Солнце бьет в окна сборного домика и мне в глаза. Я слегка ослепла, потому что мистер Аберкромби как раз такого роста, что, глядя на него, я вынуждена смотреть на солнце.
– Скажите, что натолкнуло вас на эти идеи, – продолжает он, тщательно выбирая слова, – чтение или размышления?
– Чтение, размышления и работа.
– Что вы читаете?
– В молодости моим кумиром был Бертран Рассел. Бертран Рассел.
– Вам не кажется, что он довольно сложен?
– Ну что вы! Многие его работы вполне доступны.
– Но он ведь жалкий материалист.
– Он признает существование духа, – возражаю я с неожиданной запальчивостью.
Я чувствую, что мистер Аберкромби готов отказаться от самоустранения, к которому обычно прибегает в классе, с минуты на минуту передо мной предстанет образцовый старший инспектор.
– Что еще вы читаете?
– Герберта Рида, конечно.
Если бы я могла говорить так же спокойно, как он.
– А, этого знаменитого критика.
Я рада, что старший инспектор по крайней мере слышал про Герберта Рида. По-моему, «Воспитание с помощью искусства» – это библия учителя.
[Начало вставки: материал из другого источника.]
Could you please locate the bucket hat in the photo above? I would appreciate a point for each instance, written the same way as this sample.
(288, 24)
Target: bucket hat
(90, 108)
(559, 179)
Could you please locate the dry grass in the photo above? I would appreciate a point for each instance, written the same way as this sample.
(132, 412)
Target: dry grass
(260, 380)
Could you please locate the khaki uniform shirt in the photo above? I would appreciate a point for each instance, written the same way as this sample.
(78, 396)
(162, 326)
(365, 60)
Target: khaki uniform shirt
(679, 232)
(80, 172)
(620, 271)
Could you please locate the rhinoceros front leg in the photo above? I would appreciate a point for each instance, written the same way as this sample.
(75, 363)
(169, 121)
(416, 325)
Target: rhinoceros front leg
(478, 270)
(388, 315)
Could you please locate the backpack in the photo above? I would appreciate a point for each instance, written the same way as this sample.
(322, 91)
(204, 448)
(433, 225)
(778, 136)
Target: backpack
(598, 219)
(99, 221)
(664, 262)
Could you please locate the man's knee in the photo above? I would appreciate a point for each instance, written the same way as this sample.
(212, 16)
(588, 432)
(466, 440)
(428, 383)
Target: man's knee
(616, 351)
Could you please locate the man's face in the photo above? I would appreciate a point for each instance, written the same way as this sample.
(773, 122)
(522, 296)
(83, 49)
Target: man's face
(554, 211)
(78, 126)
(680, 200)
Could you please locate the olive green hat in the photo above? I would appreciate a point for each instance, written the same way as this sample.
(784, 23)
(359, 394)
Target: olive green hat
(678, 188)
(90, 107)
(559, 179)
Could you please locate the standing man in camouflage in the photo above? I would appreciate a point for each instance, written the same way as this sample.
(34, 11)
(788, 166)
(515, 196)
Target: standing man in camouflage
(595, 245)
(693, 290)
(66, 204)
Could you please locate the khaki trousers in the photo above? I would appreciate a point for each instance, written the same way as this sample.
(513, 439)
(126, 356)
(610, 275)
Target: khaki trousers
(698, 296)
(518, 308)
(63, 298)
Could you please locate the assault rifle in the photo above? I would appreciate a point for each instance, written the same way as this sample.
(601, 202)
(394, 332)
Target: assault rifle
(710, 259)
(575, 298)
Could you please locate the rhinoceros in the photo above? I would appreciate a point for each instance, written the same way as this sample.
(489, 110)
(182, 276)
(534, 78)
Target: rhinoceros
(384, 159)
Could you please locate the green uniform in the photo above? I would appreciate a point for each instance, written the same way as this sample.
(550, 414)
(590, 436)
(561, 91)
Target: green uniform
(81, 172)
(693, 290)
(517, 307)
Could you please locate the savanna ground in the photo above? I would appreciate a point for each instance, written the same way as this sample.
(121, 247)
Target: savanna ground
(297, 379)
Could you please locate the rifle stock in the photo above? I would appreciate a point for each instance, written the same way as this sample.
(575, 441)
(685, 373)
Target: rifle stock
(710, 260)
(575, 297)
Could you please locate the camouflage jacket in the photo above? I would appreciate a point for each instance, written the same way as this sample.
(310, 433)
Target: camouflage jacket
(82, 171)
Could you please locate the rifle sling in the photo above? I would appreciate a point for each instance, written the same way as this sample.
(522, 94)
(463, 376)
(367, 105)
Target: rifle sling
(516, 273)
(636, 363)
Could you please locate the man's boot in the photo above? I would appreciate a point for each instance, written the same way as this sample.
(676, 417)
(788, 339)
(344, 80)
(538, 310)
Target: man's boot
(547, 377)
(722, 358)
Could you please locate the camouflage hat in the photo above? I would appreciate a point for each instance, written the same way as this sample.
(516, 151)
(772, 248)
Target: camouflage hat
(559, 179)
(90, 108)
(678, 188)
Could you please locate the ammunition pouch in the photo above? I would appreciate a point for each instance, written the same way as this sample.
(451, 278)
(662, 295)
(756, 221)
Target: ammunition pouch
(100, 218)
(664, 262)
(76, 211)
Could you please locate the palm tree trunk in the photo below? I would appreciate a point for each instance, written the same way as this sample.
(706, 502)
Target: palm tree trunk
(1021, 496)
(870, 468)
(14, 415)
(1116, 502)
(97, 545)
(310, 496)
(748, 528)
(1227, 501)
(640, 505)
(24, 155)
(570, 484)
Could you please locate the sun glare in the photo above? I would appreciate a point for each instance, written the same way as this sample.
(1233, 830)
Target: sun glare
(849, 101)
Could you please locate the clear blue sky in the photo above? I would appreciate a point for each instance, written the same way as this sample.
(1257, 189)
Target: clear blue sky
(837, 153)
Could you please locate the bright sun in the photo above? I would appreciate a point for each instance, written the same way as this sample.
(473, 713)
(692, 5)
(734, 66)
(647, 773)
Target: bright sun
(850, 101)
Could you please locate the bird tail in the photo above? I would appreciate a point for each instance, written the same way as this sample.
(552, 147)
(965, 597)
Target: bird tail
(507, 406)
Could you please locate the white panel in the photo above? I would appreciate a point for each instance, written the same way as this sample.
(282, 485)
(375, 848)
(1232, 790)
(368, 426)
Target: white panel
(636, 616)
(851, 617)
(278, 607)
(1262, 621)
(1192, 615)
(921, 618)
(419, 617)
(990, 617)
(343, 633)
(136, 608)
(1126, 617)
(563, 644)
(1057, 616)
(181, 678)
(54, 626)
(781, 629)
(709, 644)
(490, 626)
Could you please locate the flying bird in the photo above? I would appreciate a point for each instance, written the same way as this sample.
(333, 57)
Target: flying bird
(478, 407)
– Он не только критик, он еще и поэт.
– Какую же работу Герберта Рида вы читаете?
– Чаще всего «Воспитание с помощью искусства». Сейчас мой кумир – Герберт Рид.
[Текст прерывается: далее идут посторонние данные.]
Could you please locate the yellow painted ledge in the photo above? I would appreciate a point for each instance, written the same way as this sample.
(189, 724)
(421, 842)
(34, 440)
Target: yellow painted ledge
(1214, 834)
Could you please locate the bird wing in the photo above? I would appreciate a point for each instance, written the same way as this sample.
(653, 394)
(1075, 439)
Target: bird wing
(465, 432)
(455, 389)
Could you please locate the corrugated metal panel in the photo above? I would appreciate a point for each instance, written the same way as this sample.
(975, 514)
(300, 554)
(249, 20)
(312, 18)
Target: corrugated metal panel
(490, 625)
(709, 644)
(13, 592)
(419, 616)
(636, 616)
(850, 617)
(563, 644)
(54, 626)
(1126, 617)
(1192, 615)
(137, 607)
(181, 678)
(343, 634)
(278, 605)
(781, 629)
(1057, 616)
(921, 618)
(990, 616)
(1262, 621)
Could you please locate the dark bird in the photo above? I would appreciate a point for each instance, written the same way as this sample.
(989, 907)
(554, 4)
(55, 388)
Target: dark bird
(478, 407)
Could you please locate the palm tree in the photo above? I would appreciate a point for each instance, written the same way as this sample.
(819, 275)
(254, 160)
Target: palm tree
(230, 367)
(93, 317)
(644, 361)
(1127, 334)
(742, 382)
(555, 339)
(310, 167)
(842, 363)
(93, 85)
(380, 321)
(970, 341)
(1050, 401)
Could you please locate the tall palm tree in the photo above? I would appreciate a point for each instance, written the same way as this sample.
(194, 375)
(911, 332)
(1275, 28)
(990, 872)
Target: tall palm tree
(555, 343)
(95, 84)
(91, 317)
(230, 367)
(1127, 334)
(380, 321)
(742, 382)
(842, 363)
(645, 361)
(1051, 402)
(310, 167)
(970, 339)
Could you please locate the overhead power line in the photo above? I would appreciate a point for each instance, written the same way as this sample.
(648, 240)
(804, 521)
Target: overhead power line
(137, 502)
– Я перечитал эту книгу трижды, – говорит мистер Аберкромби.
Я медлю и стараюсь вопреки солнцу оценить по достоинству своего собеседника. Мне трудно поверить, что инспектор может быть образованным человеком. Трижды перечитать «Воспитание с помощью искусства» Герберта Рида! Невероятно! Инспектор с современными взглядами. Инспектор, с которым можно обсуждать новейшие теории. Солнце пронзает мои зрачки, и я в конце концов отворачиваюсь; только бы не потекла пудра на моем ужасном носу. Бог свидетель, каждая крупинка пудры сейчас на вес золота.
– Что еще вы читаете?
– Стихи, много стихов, – отвечаю я, сгорая от стыда.
Внезапный прилив доверия заставляет меня приблизиться к мистеру Аберкромби:
– В этом все дело!
В классе такой шум, что продолжать разговор невозможно.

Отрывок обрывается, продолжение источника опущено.